I don’t recall the current level of interest in NoSQL databases when faced with the same problems in 2001.

So what else has changed? (I don’t know or I would say.)


I was alerted to the origin of the three V’s by a reference to Doug Laney by Stephen Swoyer in Big Data — Why the 3Vs Just Don’t Make Sense and then followed a reference in Big Data (Wikipedia) to find the link I reproduce above.

G-Store: [Multi key Access]

Friday, November 2nd, 2012

G-Store: A Scalable Data Store for Transactional Multi key Access in the Cloud by Sudipto Das, Divyakant Agrawal and Amr El Abbadi.


Cloud computing has emerged as a preferred platform for deploying scalable web-applications. With the growing scale of these applications and the data associated with them, scalable data management systems form a crucial part of the cloud infrastructure. Key-Value stores . such as Bigtable, PNUTS, Dynamo, and their open source analogues. have been the preferred data stores for applications in the cloud. In these systems, data is represented as Key-Value pairs, and atomic access is provided only at the granularity of single keys.

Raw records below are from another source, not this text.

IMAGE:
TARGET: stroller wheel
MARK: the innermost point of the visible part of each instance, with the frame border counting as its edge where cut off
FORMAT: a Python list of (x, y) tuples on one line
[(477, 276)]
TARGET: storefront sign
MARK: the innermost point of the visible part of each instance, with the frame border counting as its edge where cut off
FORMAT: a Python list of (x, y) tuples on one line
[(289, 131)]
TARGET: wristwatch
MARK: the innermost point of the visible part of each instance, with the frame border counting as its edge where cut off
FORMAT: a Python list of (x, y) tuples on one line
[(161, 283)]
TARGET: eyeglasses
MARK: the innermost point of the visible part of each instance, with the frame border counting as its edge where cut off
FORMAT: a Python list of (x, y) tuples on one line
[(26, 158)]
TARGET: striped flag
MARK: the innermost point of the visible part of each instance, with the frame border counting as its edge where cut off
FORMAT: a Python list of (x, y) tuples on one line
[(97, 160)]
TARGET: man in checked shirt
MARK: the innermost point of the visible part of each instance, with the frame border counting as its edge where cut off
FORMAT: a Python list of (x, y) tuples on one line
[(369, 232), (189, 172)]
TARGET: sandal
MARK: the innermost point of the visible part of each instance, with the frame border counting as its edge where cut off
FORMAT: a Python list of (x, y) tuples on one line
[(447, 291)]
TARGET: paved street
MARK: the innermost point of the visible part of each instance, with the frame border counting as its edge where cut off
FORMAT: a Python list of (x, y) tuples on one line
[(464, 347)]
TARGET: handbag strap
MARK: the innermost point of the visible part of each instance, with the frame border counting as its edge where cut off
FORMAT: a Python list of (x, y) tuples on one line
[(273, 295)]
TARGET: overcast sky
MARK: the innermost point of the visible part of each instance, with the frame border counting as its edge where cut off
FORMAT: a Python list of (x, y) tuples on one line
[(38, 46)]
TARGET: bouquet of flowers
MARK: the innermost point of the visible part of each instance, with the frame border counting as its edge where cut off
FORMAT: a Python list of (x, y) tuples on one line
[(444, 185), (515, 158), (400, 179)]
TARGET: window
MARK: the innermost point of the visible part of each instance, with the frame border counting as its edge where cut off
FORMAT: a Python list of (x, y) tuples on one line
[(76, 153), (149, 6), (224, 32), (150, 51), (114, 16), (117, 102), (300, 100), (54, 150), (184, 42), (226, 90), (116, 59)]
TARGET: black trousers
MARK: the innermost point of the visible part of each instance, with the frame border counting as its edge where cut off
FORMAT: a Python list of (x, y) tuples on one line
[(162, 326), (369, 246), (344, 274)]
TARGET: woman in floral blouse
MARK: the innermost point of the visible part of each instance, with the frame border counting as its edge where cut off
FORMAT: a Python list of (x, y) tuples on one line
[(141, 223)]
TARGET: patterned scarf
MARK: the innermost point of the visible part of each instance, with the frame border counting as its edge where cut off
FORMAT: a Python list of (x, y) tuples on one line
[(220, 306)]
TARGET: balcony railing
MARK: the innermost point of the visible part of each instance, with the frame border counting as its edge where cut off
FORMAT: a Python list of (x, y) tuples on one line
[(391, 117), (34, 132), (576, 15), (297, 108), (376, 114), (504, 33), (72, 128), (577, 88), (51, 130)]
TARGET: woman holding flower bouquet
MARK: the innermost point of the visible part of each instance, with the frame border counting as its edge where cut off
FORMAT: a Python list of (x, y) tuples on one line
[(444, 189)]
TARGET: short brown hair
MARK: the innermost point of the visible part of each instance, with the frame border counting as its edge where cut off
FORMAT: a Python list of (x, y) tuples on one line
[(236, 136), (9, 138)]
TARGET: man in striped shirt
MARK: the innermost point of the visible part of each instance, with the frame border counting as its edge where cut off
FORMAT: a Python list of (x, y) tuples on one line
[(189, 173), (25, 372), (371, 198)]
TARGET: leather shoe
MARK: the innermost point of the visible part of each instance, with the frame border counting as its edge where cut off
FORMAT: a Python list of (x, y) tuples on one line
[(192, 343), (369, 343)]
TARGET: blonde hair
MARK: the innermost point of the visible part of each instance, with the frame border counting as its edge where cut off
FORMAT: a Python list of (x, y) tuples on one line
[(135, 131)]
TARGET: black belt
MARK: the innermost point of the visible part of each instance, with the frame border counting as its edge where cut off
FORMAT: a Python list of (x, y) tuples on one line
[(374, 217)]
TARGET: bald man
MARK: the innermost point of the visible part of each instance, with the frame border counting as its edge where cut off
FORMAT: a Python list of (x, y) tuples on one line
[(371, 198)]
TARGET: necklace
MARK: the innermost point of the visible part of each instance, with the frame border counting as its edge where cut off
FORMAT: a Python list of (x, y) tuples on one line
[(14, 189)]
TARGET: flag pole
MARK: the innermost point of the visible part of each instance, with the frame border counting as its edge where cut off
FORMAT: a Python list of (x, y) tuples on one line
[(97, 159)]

While these properties work well for current applications, they are insufficient for the next generation web applications . such as online gaming, social networks, collaborative editing, and many more . which emphasize collaboration. Since collaboration by definition requires consistent access to groups of keys, scalable and consistent multi key access is critical for such applications. We propose the Key Group abstraction that defines a relationship between a group of keys and is the granule for on-demand transactional access. This abstraction allows the Key Grouping protocol to collocate control for the keys in the group to allow efficient access to the group of keys. Using the Key Grouping protocol, we design and implement G-Store which uses a key-value store as an underlying substrate to provide efficient, scalable, and transactional multi key access. Our implementation using a standard key-value store and experiments using a cluster of commodity machines show that G-Store preserves the desired properties of key-value stores, while providing multi key access functionality at a very low overhead.

I encountered this while researching the intrusive keys found in: KitaroDB [intrusive-keyed database]

The notion of a key group that consists of multiple keys, assigned to a single node, seems similar to me to the collection of item identifiers in the TMDM (13250-2) post merging.

I haven’t gotten into the details but supporting collections of item identifiers on top of scalable key-value stores is an interesting prospect.

I created a category for G-Store but had to add “(Multikey)” because in looking for more details on it, I encountered another G-Store that you will be interested in.